We willingly spend money on our comfort. We are eager to spend money to make us look good. We are proud to spend money to impress. We are experts in spending money. Americans love to spend money. We love to spend money so much that we are willing to spend money we don’t have. We are willing to go into debt to continue our spending. Spending is such an American pastime that we go window shopping so we can view future purchases or just to see what may be available to purchase. We spend money on ourselves better than any other culture. We are the best.
America is the richest country in world history. Americans are led to believe that spending money on themselves will produce happiness. Owning things makes one happy. This is what we are led to accept as a truism. The bigger the house, the faster the car, the more jewelry we wear, the more expensive the clothes we wear the happier we are supposed to be. We consume so much and possess so much to be happy. What we now find is that spending on ourselves does not make us happy. America is the richest country in the world and yet we don’t even rank in the top ten happiest countries. In 2019, the top ten happiest countries are as follows: Finland, Norway, Denmark, Iceland, Switzerland, Netherlands, Canada, New Zealand, Sweden, and Australia are the top ten happiest countries in the world. America ranks 19th. The richest country in the world barley ranks in the top 20 of the happiest countries. What we have been led to believe is wrong.
The problem is not our money. The problem is not that America is the richest country in world history. The issue is we spend money on ourselves instead of investing in ourselves. Americans will proudly spend money on themselves but they tend to become penny pinchers when it comes to investing money in themselves. Americans quickly become paupers when asked to spend on self-improvement courses, seminars, continuing education classes, books, and numerous other areas of investing in themselves. We justify to ourselves why spending $5,000 on a weekend life enrichment retreat is something we cannot afford. But a $5,000 vacation is just what we need. We assume we can’t afford a $10,000 self-improvement course but rarely delay in spending an additional $10,000 for a more prestigious car. Timeshares and vacation packages are a lucrative industry but libraries are begging for our dollars. We easily purchase a six-pack of beer but a book escapes our shopping list. Americans spend $50 billion purchasing alcohol and 10 billion on self-improvement annually. We must focus on creating a happier reality instead of escaping our reality.
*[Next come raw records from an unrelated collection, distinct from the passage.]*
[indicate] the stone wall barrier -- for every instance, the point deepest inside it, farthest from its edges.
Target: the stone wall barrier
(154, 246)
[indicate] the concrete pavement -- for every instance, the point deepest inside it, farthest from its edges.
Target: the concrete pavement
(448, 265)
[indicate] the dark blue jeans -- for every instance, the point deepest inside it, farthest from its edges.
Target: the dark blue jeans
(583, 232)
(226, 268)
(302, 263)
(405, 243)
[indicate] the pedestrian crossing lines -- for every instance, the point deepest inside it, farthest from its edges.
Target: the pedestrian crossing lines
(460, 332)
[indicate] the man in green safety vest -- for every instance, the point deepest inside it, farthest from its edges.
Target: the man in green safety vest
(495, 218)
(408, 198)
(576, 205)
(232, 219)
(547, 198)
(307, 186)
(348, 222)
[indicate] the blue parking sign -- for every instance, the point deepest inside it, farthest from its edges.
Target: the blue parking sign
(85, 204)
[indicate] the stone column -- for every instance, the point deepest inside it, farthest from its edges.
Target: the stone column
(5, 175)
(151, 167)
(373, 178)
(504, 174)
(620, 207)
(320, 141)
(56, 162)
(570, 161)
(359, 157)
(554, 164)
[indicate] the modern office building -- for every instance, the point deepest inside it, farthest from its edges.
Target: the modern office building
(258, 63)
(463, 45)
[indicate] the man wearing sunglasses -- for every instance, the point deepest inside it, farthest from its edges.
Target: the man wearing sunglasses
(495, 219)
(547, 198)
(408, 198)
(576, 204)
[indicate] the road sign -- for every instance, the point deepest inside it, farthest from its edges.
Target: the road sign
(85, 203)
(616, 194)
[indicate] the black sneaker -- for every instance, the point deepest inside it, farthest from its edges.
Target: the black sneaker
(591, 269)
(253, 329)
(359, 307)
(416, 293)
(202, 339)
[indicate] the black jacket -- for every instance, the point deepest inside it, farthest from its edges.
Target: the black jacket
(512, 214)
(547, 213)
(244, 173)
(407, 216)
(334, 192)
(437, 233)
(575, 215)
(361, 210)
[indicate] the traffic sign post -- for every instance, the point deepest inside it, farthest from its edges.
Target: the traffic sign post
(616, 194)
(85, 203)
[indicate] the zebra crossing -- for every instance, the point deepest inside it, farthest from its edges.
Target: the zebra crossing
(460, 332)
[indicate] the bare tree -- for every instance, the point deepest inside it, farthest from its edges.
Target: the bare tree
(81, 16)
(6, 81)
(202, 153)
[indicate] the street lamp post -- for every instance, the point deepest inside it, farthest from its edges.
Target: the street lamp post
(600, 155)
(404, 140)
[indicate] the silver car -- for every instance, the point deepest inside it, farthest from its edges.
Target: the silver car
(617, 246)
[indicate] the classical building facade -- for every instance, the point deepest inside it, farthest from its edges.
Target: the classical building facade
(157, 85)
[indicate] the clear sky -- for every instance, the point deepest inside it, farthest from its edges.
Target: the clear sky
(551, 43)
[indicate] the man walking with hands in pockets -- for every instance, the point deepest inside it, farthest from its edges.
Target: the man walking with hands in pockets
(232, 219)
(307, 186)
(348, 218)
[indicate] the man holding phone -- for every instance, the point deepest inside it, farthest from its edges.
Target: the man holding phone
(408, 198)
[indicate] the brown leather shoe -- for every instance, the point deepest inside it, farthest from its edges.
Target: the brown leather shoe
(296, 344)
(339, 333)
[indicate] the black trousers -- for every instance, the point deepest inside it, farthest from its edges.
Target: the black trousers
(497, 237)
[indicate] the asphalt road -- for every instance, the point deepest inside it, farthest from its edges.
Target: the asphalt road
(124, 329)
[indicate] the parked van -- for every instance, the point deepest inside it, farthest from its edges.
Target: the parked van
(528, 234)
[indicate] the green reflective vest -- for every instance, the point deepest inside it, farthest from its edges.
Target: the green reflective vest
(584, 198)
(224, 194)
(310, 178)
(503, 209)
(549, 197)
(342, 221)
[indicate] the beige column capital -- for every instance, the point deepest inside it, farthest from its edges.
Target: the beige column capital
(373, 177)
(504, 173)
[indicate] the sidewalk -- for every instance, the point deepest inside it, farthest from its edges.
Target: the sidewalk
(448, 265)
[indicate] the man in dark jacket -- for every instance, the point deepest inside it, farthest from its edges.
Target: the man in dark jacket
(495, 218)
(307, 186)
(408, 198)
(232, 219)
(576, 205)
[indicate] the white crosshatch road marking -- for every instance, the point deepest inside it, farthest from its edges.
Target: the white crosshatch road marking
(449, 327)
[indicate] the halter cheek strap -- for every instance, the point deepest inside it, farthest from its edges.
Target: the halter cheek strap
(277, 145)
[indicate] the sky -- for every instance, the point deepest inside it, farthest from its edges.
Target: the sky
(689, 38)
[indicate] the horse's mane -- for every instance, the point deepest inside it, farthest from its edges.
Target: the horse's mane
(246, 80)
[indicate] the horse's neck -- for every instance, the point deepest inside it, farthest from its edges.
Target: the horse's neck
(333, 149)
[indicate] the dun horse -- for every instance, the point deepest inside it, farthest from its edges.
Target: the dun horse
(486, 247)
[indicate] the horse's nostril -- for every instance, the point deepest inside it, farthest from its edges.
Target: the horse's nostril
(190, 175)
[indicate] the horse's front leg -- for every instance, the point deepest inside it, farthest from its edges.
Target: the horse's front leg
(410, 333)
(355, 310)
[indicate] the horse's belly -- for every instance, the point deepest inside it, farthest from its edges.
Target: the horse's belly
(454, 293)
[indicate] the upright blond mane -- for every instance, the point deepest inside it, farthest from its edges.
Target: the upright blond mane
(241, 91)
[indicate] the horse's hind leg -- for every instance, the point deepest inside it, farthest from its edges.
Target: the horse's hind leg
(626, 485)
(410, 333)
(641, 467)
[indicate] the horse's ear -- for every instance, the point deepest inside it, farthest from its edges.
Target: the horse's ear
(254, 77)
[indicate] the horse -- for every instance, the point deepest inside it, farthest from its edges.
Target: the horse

If we are to become happy people, we must become investors in ourselves. Purchase healthier food, spend less time on selfies and more time in silence with oneself, invest in a meditation class, hire a coach in an area you wish to improve, invest in an education library, invest in relationships, give to a charity, and other investment choices. We must learn to invest in happiest and fulfillment if we are to solve many of our problems. To be happier Americans must change from spenders to investors.
Action step: Begin a savings program and commit to investing in a personal enrichment program in 2020. Invest now and spend it in 2020.